Recentemente, o Supremo Tribunal Federal (STF) encerrou, com análise mérito, o julgamento de Ações Diretas de Inconstitucionalidade e de Ação Declaratória de Constitucionalidade referentes ao Código Florestal interpostas para discutir diversas controvérsias levantadas com a vigência da referida norma (Lei 12.651/2012) que, por sua vez, dispõe sobre a proteção da vegetação nativa e dá outras providências.

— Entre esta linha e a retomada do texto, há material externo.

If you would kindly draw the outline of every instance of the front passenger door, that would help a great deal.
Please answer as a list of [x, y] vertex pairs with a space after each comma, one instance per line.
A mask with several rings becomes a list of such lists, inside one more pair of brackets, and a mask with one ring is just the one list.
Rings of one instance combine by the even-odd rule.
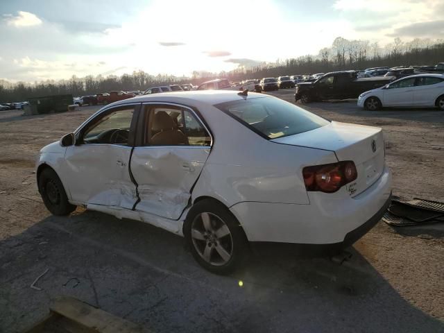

O STF, por maioria de votos, reconheceu a inconstitucionalidade de algumas disposições, determinou a realização de uma interpretação conforme a Constituição Federal (CF) em outras e, na maior parte, decidiu pela constitucionalidade. Dentre as implicações causadas pelo julgamento em tela, vale destacar as seguintes:

I) O proprietário ou possuidor segue com o benefício de não poder ser autuado por infrações cometidas antes de 22 de julho de 2008, relativas à supressão irregular de vegetação em Áreas de Preservação Permanente, de Reserva Legal e de uso restrito. Porém, fica mantida a obrigatoriedade de cumprimento das obrigações estabelecidas no Plano de Recuperação Ambiental (PRA) ou no termo de compromisso para a regularização ambiental;

II) A Cota de Reserva Ambiental (CRA) permanece podendo ser utilizada para compensar Reserva Legal de imóvel rural situado no mesmo bioma da área à qual o título está vinculado. Assim, diante de interpretação conforme a CF, a compensação em áreas com identidade ecológica resta permitida;

III) As propriedades e posses rurais com até 4 (quatro) módulos fiscais que desenvolvam atividades agrossilvipastoris, bem como às terras indígenas e as demais áreas de povos e comunidades tradicionais que façam uso coletivo do seu território permanecerão gozando do tratamento legal dispensado à pequena propriedade ou posse rural familiar.

Por fim, importante salientar que a decisão proferida pode ser alvo de recurso e, portanto, ainda pode sofrer modificações.